Since completion in 2011 of the new Lombardy Region building, just a few steps away, various offices of the Regional Government have moved there, including the executive offices, leaving the Pirelli tower to continue to function as the official venue for the Regional Legislative Assembly meetings.
“Architecture is a crystal … closed forms in which all is consumed in the rigor of volumes and of a thought”. These words, by its designer Gio Ponti, encapsulate the essence of this extraordinary building better than any others.
The 31st floor, known as the “Belvedere” (open to the public on designated days of the year and special occasions).
The 26th floor, known as the “Piano della memoria”: the central portion has been left empty in memory of the two people who died when a tourist plane crashed into the building on April 18th, 2002.

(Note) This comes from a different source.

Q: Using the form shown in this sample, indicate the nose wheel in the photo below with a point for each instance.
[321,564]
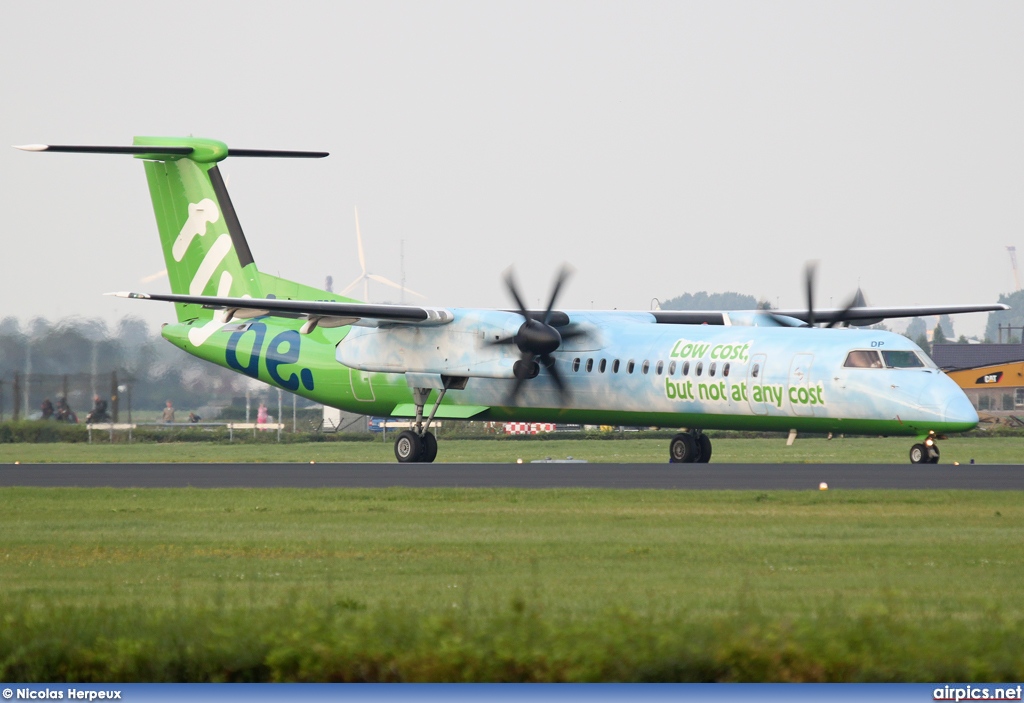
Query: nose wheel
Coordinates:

The Exhibition hall, the Galvani Hall.
According to local custom, no building in Milan may rise higher than the Madonnina statue on top of the Duomo (approximately 109 meters). To honor this tradition, a smaller gold statue of the Madonnina, a miniature copy of its sister (85 cm against the 4.16 meters of the original statue), was installed on the roof.
Since 2007, the skyscraper has hosted the “Vertical Sprint”, a special climbing contest: 31 floors and 710 steps in record time. The winners reach the top in under 4 minutes.
The particular technique used for the foundation has the skyscraper resting on an enormous cement cube base. The cube draws on deep layers of the subsoil of Milan that are rich in water and allows the building the potential oscillation of 14cm at its vertex on both its sides (Duca D’Aosta and Fabio Filzi). This means that the skyscraper could withstand a shockwave equivalent to winds of 400 kilometers an hour.
The design of the skyscraper was an inspiration for the construction of the historic Pan Am Building (now MetLife Building) in New York.